Progress of rookies -

Bateman and Wallace are members of a Ravens’ rookie class that will be counted on to make immediate impacts in year one as either starters or key rotational pieces. They’ve been hard at work trying to learn and master their playbooks since rookie minicamp as they do their best to get up to speed and ready to compete with the veterans and more experienced players.

Rookie outside linebackers Odafe Oweh and Daelin Hayes will need to be quick learners and instant contributors after the Ravens lost Pro Bowlers Matt Judon and Yannick Ngakoue. Both players possess versatile skill sets that they flashed during OTAs and can affect the passing game with coverage as well as rushing off the edge.

Third-rounder Ben Cleveland is viewed as the current favorite to win the starting left guard spot but will be in a tight race with Ben Powers, among others. Tight End/H-back Ben Mason will likely take most of the snaps at fullback since two-time Pro Bowler Patrick Ricard is still recovering from offseason hip surgery.

It will be curious to see where and how versatile defensive backs Brandon Stephens and Shaun Wade are used. Starting nickel corner Tavon Young is still recovering from a torn ACL and the Ravens lack viable depth at safety behind starters DeShon Elliott and Chuck Clark. Wade will likely be running with the first team in the slot in full-team and seven on seven drills. Following the draft, DeCosta said the Ravens envision Stephens as a free safety.

Second-year players making more strides-

The Ravens’ top two draft picks from last year were also the top two contributors from the class. Inside linebacker Patrick Queen and running back J.K. Dobbins made a lot of plays as rookies in 2020 but they also left some on the field. They each attacked their perceived areas of weakness this offseason and showcased the improvements they made during OTAs.

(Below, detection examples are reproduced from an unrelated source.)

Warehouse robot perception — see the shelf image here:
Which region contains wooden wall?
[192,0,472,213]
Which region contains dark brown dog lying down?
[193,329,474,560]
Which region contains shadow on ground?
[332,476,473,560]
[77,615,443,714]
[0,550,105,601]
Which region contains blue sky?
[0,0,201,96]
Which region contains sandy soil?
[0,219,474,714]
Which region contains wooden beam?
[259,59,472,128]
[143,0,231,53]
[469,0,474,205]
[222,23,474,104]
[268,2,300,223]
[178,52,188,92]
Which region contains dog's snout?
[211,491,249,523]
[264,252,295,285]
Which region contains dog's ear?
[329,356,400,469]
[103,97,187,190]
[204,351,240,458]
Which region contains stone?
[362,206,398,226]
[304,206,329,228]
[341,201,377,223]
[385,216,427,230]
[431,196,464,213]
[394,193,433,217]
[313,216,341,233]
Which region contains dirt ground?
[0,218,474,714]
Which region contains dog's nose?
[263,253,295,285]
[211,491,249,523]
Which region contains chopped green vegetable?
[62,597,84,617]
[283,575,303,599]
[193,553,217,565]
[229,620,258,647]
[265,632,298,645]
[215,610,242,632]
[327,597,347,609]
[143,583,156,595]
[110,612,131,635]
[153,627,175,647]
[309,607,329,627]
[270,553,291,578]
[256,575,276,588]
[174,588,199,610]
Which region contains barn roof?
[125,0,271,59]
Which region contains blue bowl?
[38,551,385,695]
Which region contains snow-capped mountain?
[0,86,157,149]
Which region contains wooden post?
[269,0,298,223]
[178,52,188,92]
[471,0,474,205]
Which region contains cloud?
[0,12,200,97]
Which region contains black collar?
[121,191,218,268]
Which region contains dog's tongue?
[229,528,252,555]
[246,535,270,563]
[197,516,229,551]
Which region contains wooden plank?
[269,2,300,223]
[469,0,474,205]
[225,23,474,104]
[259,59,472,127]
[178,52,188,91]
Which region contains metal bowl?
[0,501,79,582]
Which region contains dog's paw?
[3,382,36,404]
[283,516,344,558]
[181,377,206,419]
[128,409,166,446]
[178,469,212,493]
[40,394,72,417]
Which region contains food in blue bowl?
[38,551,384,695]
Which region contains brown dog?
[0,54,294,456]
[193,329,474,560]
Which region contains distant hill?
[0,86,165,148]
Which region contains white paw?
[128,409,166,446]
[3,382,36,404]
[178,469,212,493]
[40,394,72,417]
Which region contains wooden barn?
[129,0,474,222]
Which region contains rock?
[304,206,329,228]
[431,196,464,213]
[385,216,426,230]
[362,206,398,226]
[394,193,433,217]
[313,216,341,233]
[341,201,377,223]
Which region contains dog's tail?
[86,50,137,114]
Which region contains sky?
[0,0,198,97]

For Queen, it was his knowing where to be and making more plays in coverage and for Dobbins, it was being more of a threat in the passing game. Queen didn’t pick off any passes in team drills according to reports but he was consistently in the right place and broke up some passes. Dobbins made the best catch of the offseason program last week on the third and final session that was open to the media.

If they can keep up the good work, while second-year defensive tackle Justin Madubuike and slot receiver Devin Duvernay continue to show signs of improvement as well, the Ravens will be an even more dangerous team in 2021.

Starting defense -

The Ravens starting secondary is coming back intact as long as Young is ready to go by Week 1 but the front seven will be looking drastically different on the edge with Judon, Ngakoue, and Jihad Ward gone. Tyus Bowser will assume a larger role as the full-time starting SAM and veteran Pernell McPhee will likely open as the starting RUSH but expect the rookies to see some time rotating with the first-team unit as well.

After not having the projected starting interior of the defensive line on the field at the onset and for the majority of OTAs, the Ravens will have defensive end Calais Campbell, nose tackle Brandon Williams, and defensive tackle Derek Wolfe back together again. The veteran trio has the potential to be among the league’s best when healthy.

After a 2020 campaign that was marred by injuries and missed time due to COVID-19, they will be determined to stay on the field and play at a high level for what might be their last year together. The contracts of both Williams and Campbell are set to expire after this upcoming season and there’s no guarantee either will be back in 2022.